Despite the urgency of the crisis, the Democratic majority in Olympia failed to make child care a priority again this year. Instead, they passed Engrossed Substitute House Bill 2081, which increases the Business & Occupation (B&O) tax on child care providers from 0.484% to 0.5%. While it may seem like a minor adjustment, this increase places an additional financial burden on small, family-run providers, who are already operating on razor-thin margins. These are the very providers holding child care systems together in rural towns across Southwest Washington. A tax hike of any kind risks even more closures and fewer options for working families.

Even more troubling, Democrats chose to delay critical funding for the Fair Start for Kids Act, a bipartisan program passed in 2021 to make child care more affordable, expand access, and increase provider wages. Postponing implementation means less support for families, less investment in early learning, and continued strain on a workforce that is already underpaid and overworked.

These decisions send a clear message: child care is not a priority in the current budget or policy framework. It hasn’t been in many years, and that’s unacceptable.
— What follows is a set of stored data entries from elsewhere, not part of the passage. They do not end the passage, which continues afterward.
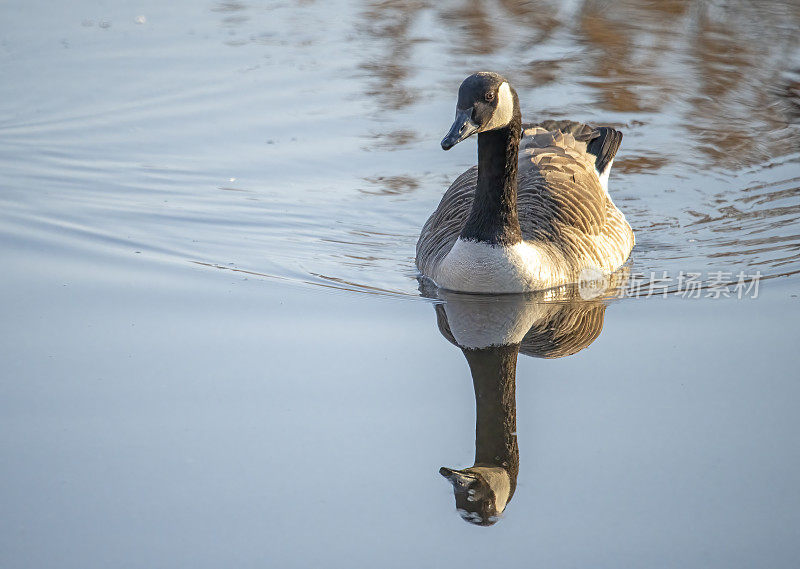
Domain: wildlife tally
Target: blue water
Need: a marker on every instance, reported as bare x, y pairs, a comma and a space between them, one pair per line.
215, 351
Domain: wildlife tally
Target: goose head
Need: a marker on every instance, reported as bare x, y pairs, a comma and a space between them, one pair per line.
486, 102
481, 492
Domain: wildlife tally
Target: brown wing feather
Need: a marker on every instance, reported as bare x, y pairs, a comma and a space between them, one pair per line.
560, 201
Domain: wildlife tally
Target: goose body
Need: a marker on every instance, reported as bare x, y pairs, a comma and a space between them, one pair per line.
535, 212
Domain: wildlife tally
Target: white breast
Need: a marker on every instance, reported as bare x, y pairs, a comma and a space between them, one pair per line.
474, 266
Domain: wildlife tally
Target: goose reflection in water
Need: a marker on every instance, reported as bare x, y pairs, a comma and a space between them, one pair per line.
491, 332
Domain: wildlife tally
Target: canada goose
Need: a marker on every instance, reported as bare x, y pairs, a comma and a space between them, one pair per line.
535, 212
491, 332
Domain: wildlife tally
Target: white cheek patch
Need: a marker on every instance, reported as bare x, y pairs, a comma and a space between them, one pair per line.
504, 111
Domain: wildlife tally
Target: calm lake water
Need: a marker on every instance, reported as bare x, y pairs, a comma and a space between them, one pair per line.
215, 349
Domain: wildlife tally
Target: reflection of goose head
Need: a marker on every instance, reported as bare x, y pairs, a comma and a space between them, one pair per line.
491, 331
481, 492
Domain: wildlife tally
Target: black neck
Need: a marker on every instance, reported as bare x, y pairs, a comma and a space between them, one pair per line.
493, 377
493, 218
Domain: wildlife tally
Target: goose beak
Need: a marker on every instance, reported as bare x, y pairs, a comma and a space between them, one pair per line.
462, 128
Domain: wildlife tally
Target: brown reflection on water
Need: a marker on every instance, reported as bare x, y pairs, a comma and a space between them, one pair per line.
716, 70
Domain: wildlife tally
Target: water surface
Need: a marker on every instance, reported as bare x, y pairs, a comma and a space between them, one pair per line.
195, 198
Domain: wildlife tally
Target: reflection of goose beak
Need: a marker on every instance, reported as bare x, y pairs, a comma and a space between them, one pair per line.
457, 478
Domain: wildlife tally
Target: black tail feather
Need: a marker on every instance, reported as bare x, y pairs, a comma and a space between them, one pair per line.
604, 146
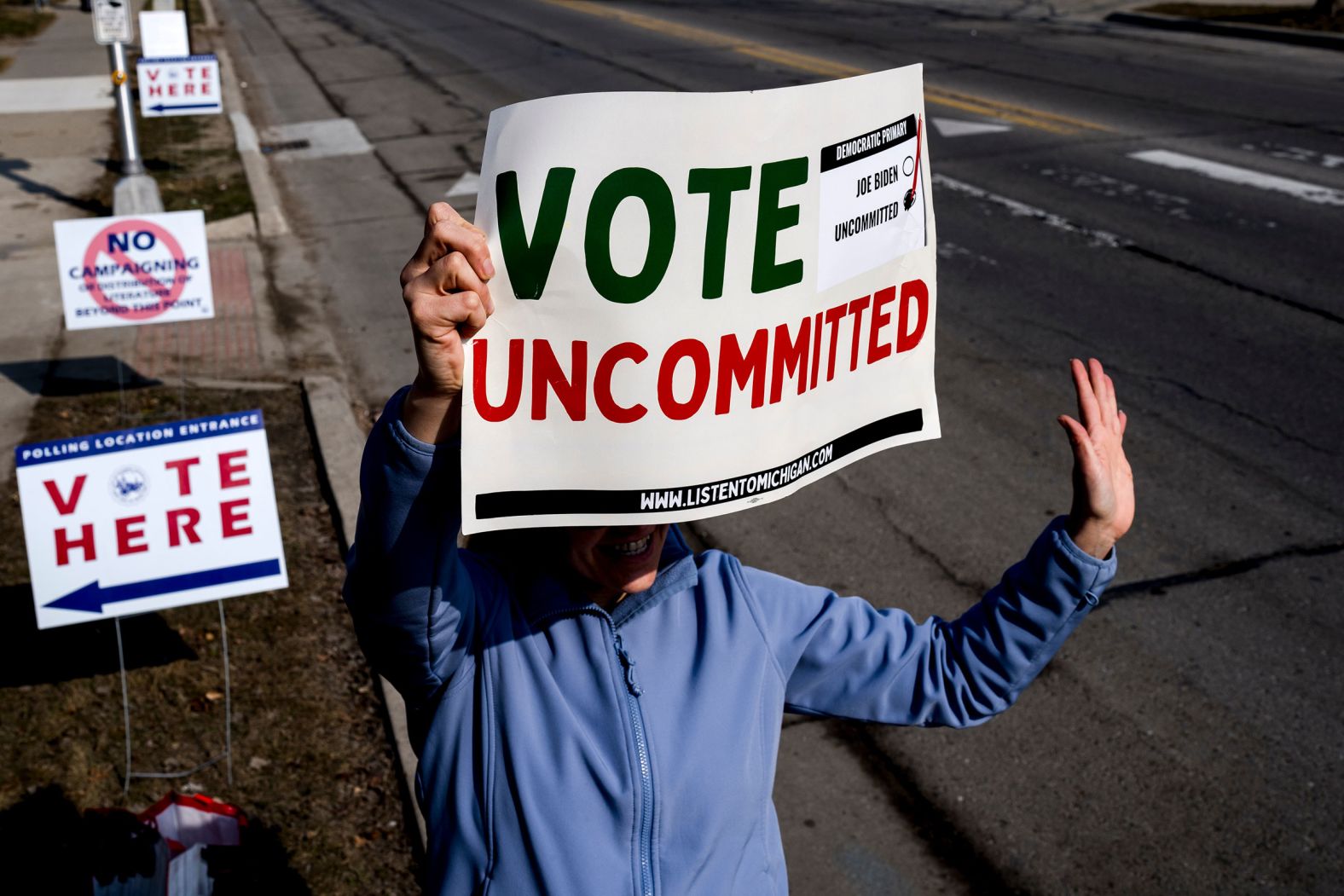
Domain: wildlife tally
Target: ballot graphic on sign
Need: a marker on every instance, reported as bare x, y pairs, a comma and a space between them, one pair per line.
149, 517
135, 269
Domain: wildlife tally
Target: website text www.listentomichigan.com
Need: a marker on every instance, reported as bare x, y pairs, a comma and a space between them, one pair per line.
741, 487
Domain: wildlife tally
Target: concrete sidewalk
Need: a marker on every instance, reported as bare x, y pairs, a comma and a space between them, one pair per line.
51, 167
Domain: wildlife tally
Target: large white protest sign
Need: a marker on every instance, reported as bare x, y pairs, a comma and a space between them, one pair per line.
704, 301
135, 269
149, 517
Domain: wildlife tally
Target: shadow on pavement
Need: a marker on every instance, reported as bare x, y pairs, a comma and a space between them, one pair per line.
9, 170
67, 376
28, 656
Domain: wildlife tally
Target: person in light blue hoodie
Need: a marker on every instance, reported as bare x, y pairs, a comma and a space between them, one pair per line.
597, 709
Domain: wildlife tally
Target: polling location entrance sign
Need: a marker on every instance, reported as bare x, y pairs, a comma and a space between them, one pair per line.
704, 301
135, 269
149, 517
179, 86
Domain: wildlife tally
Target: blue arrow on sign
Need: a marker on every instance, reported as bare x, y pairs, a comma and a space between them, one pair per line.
188, 105
93, 598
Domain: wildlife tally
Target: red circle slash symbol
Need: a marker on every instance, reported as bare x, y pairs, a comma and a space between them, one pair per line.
165, 292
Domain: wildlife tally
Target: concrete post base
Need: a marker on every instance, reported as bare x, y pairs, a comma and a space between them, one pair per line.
136, 195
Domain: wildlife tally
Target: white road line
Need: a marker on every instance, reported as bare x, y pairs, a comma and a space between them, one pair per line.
326, 139
1243, 176
55, 95
1023, 210
957, 128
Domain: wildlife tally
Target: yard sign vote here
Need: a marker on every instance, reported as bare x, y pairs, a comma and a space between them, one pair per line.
149, 517
704, 301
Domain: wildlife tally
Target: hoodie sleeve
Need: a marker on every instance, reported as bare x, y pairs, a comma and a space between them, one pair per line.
844, 657
412, 598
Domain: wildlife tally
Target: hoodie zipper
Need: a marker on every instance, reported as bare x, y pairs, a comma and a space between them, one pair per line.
641, 746
641, 749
We should be doing the opposite. We need to:

• Reinvest B&O tax revenue directly into child care expansion and quality improvement;

• Support providers in child care deserts with grants and workforce recruitment tools;

• Fund Fair Start for Kids, and make early learning access a promise, not a placeholder;

• Reduce overregulation of the siting, building, and expansion of child care facilities;

• Treat child care as infrastructure, the building blocks to a quality K-12 education.

As your state representative, I will continue to advocate for a child care system that supports parents, empowers providers, and gives every child the opportunity to succeed. Southwest Washington families deserve more than Band-Aid fixes or burdensome taxes—they deserve real, lasting solutions that reflect the importance of early learning and working families.

Let’s build a future where no family in our region has to choose between a paycheck and peace of mind. Together, we can make that a reality.